Thanks anyway brother.  Better safe than sorry!


----------



## SonnyE (Feb 18, 2018)

bearcarver said:


> Good you got rid of most of the Fat.
> 
> You're in for a Treat---Love Bear Jerky!!:)
> 
> ...



But the question remains....
Are you a termite?:confused:

LOL! ;):):D


----------



## uncle eddie (Feb 18, 2018)

Here is the finished product.  The big surprise was how much it shrunk...2.5 pounds down to just about 1 pound.

I tried it and it tasted pretty darned good, but I better let the guy who shot it have the rest haha.


----------



## motocrash (Feb 18, 2018)

Looks really good uncle eddie.Wouldn't think it would shrink more that Beefo_O


----------



## Bearcarver (Feb 19, 2018)

Looks Great Eddie!!!:)

Got to be Mighty Tasty!!

Bear


----------



## uncle eddie (Feb 19, 2018)

Thanks Bear!

Here is a pic of the bear - he shot it the day before the total eclipse.


----------



## Bearcarver (Feb 19, 2018)

Nice Bear!!
Bout 300LB ?

He shot that in August?
Our Bear rifle is in November.
Harvest between 3,000 & 4,000 in PA annually.


Bear


----------



## uncle eddie (Feb 19, 2018)

He said it was about 250 using the skull measuring method.  There was a lot bigger one on camera, but he never got to see it in daylight so he took this one on the last day of his hunt.


----------



## Bearcarver (Feb 19, 2018)

uncle eddie said:


> He said it was about 250 using the skull measuring method.  There was a lot bigger one on camera, but he never got to see it in daylight so he took this one on the last day of his hunt.

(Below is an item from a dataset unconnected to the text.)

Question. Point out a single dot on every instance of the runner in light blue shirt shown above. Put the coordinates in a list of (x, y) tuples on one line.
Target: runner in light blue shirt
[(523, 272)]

LOL---The closest I ever got to getting a Bear was the one year Bethlehem Steel wouldn't let me take off that day.
So another guy went with my Dad & my Brother, in my place. That guy sat at my usual spot along Red Rock Run ridge, and one came walking along the edge of the swamp, right in front of him.

Bear


----------